Irão afirma estar preparado para seis meses de guerra • Estados Unidos e Israel intensificam bombardeamentos • Ataques atingem Teerão e Beirute • Países do Golfo também são alvo de drones e mísseis
Irão afirma estar preparado para pelo menos seis meses de guerra
O Irão afirmou neste domingo que está preparado para sustentar pelo menos seis meses de guerra intensa contra os Estados Unidos e Israel, enquanto o conflito no Médio Oriente continua a escalar e já entrou no seu nono dia.
Durante a madrugada, Israel realizou um ataque considerado de “precisão” contra um hotel no centro de Beirute, no Líbano, alegadamente utilizado por dirigentes da Guarda Revolucionária iraniana.
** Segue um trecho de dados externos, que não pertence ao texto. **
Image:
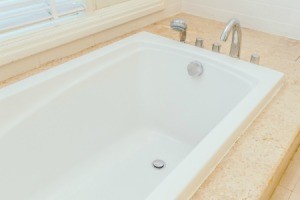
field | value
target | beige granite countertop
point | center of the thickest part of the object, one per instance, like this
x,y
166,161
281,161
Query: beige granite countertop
x,y
249,167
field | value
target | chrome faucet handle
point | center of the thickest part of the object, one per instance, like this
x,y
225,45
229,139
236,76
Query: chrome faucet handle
x,y
181,26
234,26
255,58
216,47
199,42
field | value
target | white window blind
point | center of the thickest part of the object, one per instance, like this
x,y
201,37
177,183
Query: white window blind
x,y
19,13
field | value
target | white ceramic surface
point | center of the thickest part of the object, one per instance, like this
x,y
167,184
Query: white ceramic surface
x,y
90,128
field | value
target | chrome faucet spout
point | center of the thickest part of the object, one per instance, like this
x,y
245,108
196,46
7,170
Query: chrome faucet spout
x,y
234,26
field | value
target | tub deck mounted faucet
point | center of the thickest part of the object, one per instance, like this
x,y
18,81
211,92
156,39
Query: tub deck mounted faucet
x,y
235,26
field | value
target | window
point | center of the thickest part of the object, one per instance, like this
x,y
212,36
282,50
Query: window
x,y
15,14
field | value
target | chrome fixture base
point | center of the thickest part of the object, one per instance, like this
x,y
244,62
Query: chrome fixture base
x,y
199,42
195,68
216,47
255,58
158,164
De acordo com o Ministério da Saúde libanês, o bombardeamento atingiu o hotel Ramada, localizado no bairro costeiro de Raouché, causando quatro mortos e pelo menos dez feridos.
Segundo testemunhas, explosões provocaram incêndios e destruíram vários quartos do edifício, levando dezenas de hóspedes a fugir em pânico com as suas bagagens.
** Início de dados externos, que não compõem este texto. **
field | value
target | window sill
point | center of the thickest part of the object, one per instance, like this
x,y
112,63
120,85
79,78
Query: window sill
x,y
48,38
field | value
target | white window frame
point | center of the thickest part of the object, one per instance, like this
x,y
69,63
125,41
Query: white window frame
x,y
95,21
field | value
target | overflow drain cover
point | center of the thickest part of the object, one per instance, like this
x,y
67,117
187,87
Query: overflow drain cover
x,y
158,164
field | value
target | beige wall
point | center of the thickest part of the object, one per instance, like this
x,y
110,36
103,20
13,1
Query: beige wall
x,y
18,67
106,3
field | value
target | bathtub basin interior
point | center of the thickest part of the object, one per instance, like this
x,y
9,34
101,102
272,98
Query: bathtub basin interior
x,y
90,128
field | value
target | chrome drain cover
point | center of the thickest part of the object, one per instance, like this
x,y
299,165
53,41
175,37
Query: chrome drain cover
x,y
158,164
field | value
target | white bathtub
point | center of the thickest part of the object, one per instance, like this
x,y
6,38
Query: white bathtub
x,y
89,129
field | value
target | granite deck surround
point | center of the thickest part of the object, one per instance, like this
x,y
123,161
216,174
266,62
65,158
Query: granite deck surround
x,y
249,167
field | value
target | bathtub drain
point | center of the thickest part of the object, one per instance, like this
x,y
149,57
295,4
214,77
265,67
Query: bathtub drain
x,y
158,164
Enquanto isso, os Estados Unidos e Israel realizaram ataques contra infraestruturas petrolíferas no sul de Teerão, incluindo um depósito de petróleo e instalações de combustível no noroeste da capital iraniana.
As forças armadas da República Islâmica garantem que conseguem manter o atual ritmo militar por pelo menos meio ano.
“As forças armadas do Irão são capazes de sustentar seis meses de guerra intensa nas condições atuais”, declarou Ali Mohammad Naini, porta-voz da Guarda Revolucionária, citado pela agência iraniana Fars.
Conflito espalha-se pelo Golfo
A escalada militar já começa a afetar vários países da região. No Kuwait, drones atacaram reservatórios de combustível no aeroporto internacional, enquanto na Arábia Saudita um ataque com drone foi lançado contra o bairro diplomático de Riade.
O regime iraniano também lançou mísseis e drones contra Israel e contra países do Golfo que abrigam bases e interesses militares dos Estados Unidos.
As sirenes de alerta voltaram a soar no norte de Israel após o lançamento de novos mísseis provenientes do território iraniano.
Analistas internacionais alertam que o conflito poderá provocar uma grave crise energética global, uma vez que a região concentra uma parte significativa da produção mundial de petróleo e gás.
Segundo autoridades iranianas, cerca de mil pessoas já morreram desde o início da guerra, incluindo um número significativo de civis.
A comunidade internacional acompanha com preocupação a escalada militar, enquanto várias organizações diplomáticas tentam convocar reuniões de emergência para evitar uma guerra regional de grandes proporções.